Young_Andy · June 7, 2023, 6:16am

These days, a popular open-set object detector called Grounding DINO was proposed. By marrying Transformer-based detector DINO with grounded pre-training, which can detect arbitrary objects with human inputs such as category names or referring expressions. I try to visualize the model architecture with tensorboard. But when I pass the image and ‘TEXT_PROMPT’ after the preprocess_caption function, the error comes "RuntimeError: Type ‘Tuple[Tensor, List[str]]’ cannot be traced. The code block is as follows:

import os

def preprocess_caption(caption: str) -> str:
result = caption.lower().strip()
if result.endswith("."):
return result
return result + "."

CONFIG_PATH = os.path.join(HOME, "groundingdino/config/GroundingDINO_SwinT_OGC.py")
print(CONFIG_PATH, "; exist:", os.path.isfile(CONFIG_PATH))

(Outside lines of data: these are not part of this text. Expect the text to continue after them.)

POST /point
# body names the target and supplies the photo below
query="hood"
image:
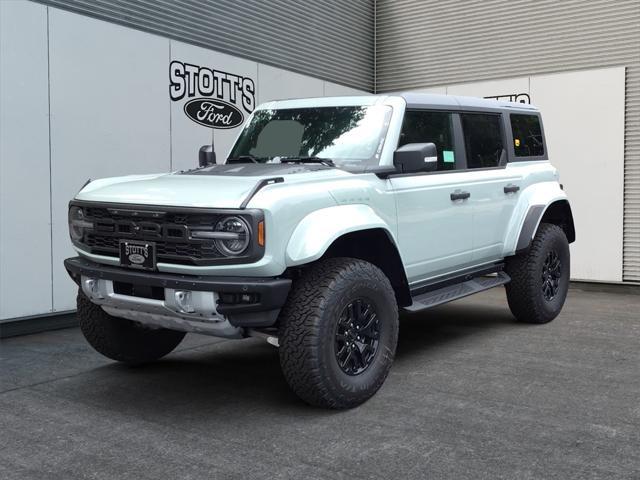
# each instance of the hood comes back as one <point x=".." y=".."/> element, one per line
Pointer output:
<point x="223" y="186"/>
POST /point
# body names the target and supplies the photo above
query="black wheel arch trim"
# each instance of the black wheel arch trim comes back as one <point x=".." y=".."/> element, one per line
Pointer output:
<point x="558" y="212"/>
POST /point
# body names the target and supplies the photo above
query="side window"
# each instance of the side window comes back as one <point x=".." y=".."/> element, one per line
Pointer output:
<point x="527" y="135"/>
<point x="482" y="139"/>
<point x="421" y="126"/>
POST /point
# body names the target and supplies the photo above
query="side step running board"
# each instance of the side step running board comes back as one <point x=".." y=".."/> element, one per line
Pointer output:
<point x="454" y="292"/>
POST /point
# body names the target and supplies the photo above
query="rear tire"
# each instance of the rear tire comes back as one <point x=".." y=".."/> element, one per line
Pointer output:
<point x="123" y="340"/>
<point x="540" y="277"/>
<point x="338" y="333"/>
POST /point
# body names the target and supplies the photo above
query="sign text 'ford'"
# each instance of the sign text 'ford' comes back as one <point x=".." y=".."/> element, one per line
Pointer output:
<point x="213" y="113"/>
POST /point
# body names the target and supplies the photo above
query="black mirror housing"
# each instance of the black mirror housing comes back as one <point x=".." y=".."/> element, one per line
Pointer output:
<point x="206" y="156"/>
<point x="416" y="157"/>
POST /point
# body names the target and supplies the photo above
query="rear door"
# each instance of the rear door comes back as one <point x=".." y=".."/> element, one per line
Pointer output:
<point x="494" y="189"/>
<point x="434" y="229"/>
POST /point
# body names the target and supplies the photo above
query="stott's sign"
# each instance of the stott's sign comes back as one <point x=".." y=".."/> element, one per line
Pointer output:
<point x="213" y="113"/>
<point x="223" y="98"/>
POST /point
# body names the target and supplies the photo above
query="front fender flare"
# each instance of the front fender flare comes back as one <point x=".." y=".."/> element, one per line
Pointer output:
<point x="317" y="231"/>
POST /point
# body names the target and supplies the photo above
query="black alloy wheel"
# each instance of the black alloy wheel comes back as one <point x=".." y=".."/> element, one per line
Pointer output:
<point x="357" y="337"/>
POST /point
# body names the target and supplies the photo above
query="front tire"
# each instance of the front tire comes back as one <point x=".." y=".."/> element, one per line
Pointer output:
<point x="540" y="277"/>
<point x="123" y="340"/>
<point x="338" y="333"/>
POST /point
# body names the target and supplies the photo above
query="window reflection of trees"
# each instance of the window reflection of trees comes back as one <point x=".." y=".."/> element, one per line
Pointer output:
<point x="322" y="127"/>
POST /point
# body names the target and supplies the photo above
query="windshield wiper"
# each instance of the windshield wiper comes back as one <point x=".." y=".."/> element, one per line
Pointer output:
<point x="324" y="161"/>
<point x="243" y="159"/>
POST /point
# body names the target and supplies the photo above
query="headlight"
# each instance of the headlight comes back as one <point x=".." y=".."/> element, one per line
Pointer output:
<point x="232" y="236"/>
<point x="77" y="223"/>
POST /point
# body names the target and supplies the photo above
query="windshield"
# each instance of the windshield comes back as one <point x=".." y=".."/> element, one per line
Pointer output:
<point x="349" y="136"/>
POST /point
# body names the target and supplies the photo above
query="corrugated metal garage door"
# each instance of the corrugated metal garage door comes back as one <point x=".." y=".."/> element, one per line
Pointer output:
<point x="422" y="43"/>
<point x="327" y="39"/>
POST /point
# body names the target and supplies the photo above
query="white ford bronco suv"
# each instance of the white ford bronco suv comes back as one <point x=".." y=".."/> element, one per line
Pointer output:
<point x="329" y="217"/>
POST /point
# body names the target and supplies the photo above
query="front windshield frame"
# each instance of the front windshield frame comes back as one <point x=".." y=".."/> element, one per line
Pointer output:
<point x="378" y="116"/>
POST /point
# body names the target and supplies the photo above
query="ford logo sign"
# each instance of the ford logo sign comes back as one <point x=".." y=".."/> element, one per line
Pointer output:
<point x="213" y="113"/>
<point x="136" y="258"/>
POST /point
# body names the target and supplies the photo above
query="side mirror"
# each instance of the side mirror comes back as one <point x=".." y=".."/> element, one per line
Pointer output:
<point x="206" y="156"/>
<point x="416" y="157"/>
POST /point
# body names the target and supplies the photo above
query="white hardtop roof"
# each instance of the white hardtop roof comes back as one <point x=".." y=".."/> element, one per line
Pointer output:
<point x="413" y="100"/>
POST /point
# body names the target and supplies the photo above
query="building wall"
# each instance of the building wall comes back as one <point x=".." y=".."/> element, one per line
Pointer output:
<point x="327" y="39"/>
<point x="440" y="43"/>
<point x="84" y="98"/>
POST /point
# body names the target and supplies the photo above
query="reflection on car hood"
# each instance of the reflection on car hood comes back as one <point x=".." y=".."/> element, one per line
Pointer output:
<point x="257" y="169"/>
<point x="223" y="186"/>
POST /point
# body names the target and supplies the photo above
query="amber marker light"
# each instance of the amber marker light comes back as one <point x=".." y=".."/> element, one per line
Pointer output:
<point x="261" y="233"/>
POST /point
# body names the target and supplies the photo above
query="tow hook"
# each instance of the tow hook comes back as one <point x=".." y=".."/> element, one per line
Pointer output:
<point x="271" y="339"/>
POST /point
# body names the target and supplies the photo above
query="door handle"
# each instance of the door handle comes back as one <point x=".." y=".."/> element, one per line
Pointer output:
<point x="459" y="195"/>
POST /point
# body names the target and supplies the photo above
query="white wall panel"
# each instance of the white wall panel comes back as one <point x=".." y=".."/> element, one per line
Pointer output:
<point x="277" y="84"/>
<point x="25" y="234"/>
<point x="109" y="115"/>
<point x="186" y="135"/>
<point x="583" y="114"/>
<point x="335" y="90"/>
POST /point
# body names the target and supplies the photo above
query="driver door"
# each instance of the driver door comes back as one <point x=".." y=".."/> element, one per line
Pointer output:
<point x="434" y="219"/>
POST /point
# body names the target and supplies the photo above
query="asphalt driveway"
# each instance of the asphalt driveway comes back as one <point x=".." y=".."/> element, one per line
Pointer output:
<point x="472" y="395"/>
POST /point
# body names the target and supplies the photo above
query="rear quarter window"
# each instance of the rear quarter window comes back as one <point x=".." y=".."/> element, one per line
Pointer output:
<point x="527" y="135"/>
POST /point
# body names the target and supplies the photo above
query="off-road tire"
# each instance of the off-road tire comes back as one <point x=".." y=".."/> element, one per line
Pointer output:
<point x="123" y="340"/>
<point x="307" y="332"/>
<point x="525" y="291"/>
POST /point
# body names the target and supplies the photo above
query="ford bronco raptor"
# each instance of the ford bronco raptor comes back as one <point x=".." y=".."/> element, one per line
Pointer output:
<point x="329" y="217"/>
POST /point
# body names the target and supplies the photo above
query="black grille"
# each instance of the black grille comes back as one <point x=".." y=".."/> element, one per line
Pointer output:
<point x="168" y="230"/>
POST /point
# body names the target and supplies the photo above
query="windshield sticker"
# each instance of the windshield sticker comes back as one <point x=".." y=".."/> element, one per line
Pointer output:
<point x="448" y="157"/>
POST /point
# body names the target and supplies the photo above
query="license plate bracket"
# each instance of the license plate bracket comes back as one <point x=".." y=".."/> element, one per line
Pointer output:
<point x="137" y="254"/>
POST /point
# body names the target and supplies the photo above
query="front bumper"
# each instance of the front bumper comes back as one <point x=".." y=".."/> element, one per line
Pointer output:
<point x="240" y="301"/>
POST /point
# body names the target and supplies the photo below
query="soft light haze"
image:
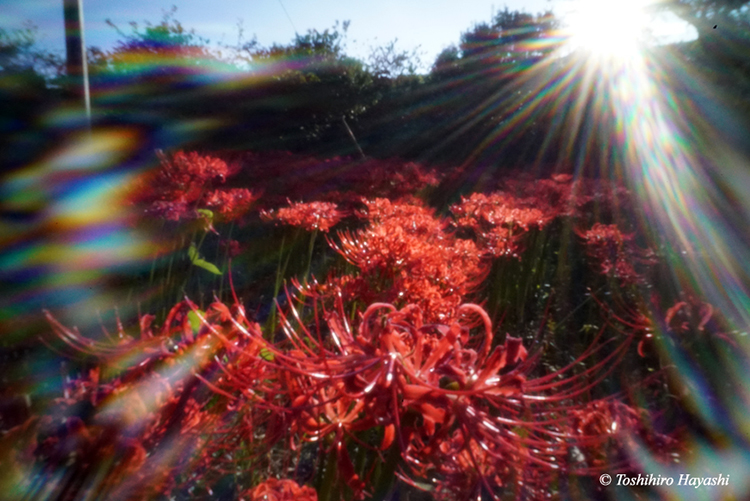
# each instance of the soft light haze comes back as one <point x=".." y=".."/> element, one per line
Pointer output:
<point x="430" y="25"/>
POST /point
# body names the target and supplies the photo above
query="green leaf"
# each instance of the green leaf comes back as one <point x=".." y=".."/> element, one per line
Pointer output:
<point x="205" y="213"/>
<point x="200" y="262"/>
<point x="207" y="266"/>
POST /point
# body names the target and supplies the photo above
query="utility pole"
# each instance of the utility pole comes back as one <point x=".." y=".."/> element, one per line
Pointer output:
<point x="75" y="53"/>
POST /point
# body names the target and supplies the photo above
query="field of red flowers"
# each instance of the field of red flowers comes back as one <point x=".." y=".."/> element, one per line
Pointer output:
<point x="340" y="329"/>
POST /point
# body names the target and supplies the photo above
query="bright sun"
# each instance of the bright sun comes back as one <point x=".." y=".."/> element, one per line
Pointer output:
<point x="608" y="28"/>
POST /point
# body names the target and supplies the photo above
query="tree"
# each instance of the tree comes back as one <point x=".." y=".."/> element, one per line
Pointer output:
<point x="704" y="15"/>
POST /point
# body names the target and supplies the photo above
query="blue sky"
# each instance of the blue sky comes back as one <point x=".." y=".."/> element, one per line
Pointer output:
<point x="430" y="24"/>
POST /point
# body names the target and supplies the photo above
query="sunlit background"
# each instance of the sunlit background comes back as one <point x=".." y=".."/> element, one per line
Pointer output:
<point x="618" y="100"/>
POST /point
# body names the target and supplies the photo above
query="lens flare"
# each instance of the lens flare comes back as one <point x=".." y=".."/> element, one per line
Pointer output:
<point x="608" y="28"/>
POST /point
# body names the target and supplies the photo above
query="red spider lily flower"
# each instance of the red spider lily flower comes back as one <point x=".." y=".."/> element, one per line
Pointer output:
<point x="406" y="255"/>
<point x="174" y="190"/>
<point x="433" y="385"/>
<point x="498" y="220"/>
<point x="281" y="490"/>
<point x="693" y="318"/>
<point x="309" y="216"/>
<point x="615" y="252"/>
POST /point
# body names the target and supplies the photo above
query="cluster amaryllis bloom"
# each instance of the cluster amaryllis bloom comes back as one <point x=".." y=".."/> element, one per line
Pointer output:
<point x="407" y="255"/>
<point x="615" y="252"/>
<point x="185" y="182"/>
<point x="310" y="216"/>
<point x="341" y="180"/>
<point x="464" y="415"/>
<point x="147" y="419"/>
<point x="498" y="221"/>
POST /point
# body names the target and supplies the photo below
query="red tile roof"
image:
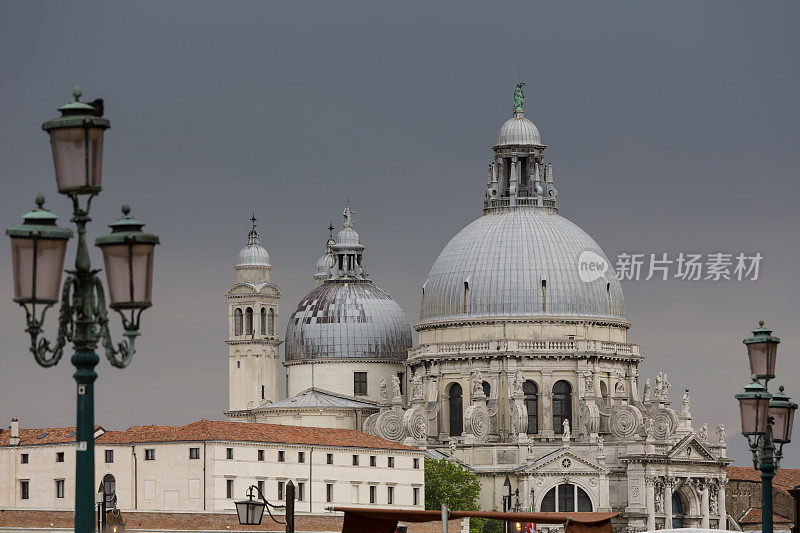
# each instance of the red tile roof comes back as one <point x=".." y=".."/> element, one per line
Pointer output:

WEIGHTS_NAME = "groundingdino_swint_ogc.pth"
WEIGHTS_PATH = os.path.join(HOME, "weights", WEIGHTS_NAME)
print(WEIGHTS_PATH, "; exist:", os.path.isfile(WEIGHTS_PATH))

IMAGE_NAME = "dog-3.jpeg"
IMAGE_PATH = os.path.join(HOME, "data", IMAGE_NAME)

TEXT_PROMPT = "chair"
TEXT_PROMPT = preprocess_caption(TEXT_PROMPT)
BOX_TRESHOLD = 0.35
TEXT_TRESHOLD = 0.25

model = load_model(CONFIG_PATH, WEIGHTS_PATH)

image_source, image = load_image(IMAGE_PATH)
with torch.no_grad():
outputs = model(image[None], captions=[TEXT_PROMPT])

log_dir = "./logs"
writer = SummaryWriter(log_dir)

writer.add_graph(model, input_to_model={"samples": image[None], "captions": TEXT_PROMPT})
writer.add_graph(model,(image[None], [TEXT_PROMPT]))
writer.close()

the error comes “Only Tensors and (possibly nested) Lists, Dicts, and Tuples of Tensors can be traced”.

Because the text and image backbone deal with corresponding data at the beginning of Grounding DINO, How can I pass the input to the add_graph function? I also tried the netron.app with the .pth file, but it didn’t have the link between the layers.
Could you please give some advice to solve the visualization problem? Thanks!